Joined on 12-12-2003
San Franciso, California, USA
Howdy folks,
I have a colleague who would like to partition an office network into several separate networks for security and management purposes. My understanding is that this can be accomplished with a switch that includes VLAN support.
My colleague tells me, however, that Cisco is saying that they need an upgraded Cisco router in order to create the number of VLANs they're looking at. This confuses me since I thought that the router didn't enter into creating the VLAN.
Can anyone help shed light on this subject for me? Can one create VLANs with just the right switch, or is the correct router also required?
Thanks,
Zac
Joined on 06-09-2003
Davenport, Iowa USA
If you want your data to travel between the VLAN's you will have to have a router or Layer 3 switch to move the data between the VLAN's.
If you take your network that you want to segment and say you want 4 different segments, imagine for separate switches with the equipment for each segment plugged into their individual switch. There is not any way for the traffic to flow between the segments. Same thing with VLAN's in a switch. You have just made the switch into separate switches for each VLAN with out any way to get traffic between the segments.

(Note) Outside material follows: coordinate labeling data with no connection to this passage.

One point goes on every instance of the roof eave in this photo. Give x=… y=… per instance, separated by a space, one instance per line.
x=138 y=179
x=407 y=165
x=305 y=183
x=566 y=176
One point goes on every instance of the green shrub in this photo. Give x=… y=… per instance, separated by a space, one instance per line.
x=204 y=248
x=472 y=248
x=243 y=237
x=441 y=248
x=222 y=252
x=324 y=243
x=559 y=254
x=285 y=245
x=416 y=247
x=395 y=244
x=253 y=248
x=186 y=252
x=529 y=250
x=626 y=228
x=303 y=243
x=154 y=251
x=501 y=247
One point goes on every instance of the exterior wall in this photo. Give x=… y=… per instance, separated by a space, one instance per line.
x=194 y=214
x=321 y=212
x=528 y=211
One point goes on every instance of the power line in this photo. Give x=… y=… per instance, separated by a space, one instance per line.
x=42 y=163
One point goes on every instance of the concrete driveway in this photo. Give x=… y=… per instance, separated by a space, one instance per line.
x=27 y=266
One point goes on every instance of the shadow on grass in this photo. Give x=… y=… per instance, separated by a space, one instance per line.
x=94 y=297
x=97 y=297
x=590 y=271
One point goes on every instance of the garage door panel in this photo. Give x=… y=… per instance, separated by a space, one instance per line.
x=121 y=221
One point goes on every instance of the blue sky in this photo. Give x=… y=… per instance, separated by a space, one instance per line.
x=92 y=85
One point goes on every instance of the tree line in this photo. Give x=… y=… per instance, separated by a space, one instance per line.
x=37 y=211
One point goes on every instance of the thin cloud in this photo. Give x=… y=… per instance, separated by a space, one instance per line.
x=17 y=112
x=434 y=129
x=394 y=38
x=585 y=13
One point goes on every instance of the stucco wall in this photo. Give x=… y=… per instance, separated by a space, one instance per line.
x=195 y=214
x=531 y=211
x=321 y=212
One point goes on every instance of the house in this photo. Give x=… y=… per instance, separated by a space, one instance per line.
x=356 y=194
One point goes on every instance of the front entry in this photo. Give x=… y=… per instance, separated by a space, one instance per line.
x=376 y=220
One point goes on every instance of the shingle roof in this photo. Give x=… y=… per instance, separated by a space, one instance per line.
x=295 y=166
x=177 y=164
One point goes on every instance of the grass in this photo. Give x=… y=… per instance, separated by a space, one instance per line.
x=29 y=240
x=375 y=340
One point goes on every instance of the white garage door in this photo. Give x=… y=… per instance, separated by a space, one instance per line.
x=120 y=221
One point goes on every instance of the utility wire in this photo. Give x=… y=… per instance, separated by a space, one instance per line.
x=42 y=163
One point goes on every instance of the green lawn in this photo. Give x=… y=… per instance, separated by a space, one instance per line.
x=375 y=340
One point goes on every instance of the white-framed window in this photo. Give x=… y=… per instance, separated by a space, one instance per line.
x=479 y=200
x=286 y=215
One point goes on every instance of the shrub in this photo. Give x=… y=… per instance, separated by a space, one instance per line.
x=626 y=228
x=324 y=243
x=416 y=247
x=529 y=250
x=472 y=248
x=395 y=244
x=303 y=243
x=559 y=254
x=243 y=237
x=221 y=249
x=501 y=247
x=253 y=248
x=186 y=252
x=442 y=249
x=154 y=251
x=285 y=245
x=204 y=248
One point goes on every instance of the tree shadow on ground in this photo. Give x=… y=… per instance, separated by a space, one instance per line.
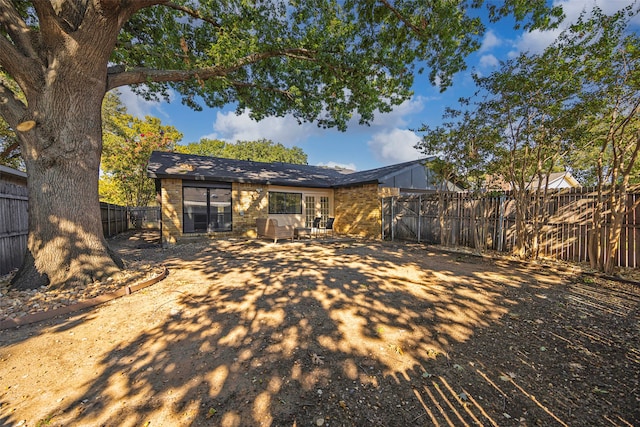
x=353 y=333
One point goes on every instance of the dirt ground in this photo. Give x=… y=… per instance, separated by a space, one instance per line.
x=333 y=333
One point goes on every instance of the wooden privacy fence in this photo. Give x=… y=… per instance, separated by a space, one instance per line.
x=14 y=227
x=14 y=205
x=115 y=219
x=462 y=219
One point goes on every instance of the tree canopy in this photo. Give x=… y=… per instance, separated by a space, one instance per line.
x=127 y=146
x=576 y=105
x=262 y=150
x=322 y=61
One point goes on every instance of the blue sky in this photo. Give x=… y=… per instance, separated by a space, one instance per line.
x=389 y=138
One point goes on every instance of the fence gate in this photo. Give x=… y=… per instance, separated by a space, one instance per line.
x=489 y=222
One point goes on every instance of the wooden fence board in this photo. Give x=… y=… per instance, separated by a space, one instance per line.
x=565 y=228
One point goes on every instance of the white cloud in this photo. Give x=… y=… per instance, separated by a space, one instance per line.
x=332 y=164
x=285 y=130
x=536 y=41
x=395 y=146
x=137 y=105
x=489 y=61
x=232 y=127
x=398 y=116
x=490 y=41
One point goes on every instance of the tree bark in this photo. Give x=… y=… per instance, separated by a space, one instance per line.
x=66 y=246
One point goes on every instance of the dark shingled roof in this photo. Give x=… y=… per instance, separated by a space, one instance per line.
x=192 y=167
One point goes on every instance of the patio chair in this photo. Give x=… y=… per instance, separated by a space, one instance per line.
x=315 y=228
x=327 y=228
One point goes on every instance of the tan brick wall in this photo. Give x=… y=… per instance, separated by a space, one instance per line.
x=358 y=211
x=250 y=201
x=171 y=199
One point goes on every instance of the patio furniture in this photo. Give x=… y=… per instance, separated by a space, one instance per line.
x=328 y=228
x=323 y=230
x=316 y=226
x=300 y=232
x=269 y=228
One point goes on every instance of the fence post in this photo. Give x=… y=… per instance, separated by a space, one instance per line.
x=501 y=223
x=419 y=212
x=393 y=218
x=382 y=217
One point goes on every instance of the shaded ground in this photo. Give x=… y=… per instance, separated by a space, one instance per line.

To get the traffic between the segments you need a router with an Ethernet port for each segment. Or a router that supports VLAN trunking (taging) where all the VLANs pass over a single 100 MB connection to the router and the router breaks the trunked VLAN into separate interfaces for each segment. (Cisco 4600 was the smallest that could do VLAN trunking several years ago) This is sometimes referred to as a "one armed router".
Now if you don't need any traffic to go between the VLAN's then you don't need the router. An example of this could be a 48 or 96 port switch that has a computer lab with 30 PC's their own Internet connection, server and Printer. You could build a VLAN with 33 ports for that lab and they would be completely isolated from the rest of your network. As soon as you want to access any of your "rest of the network" resources from the lab, you will need to route traffic there and possibly "firewall" your traffic also.
Dave
Joined on 12-12-2003
San Franciso, California, USA
Thanks so much, that really clears it up for me.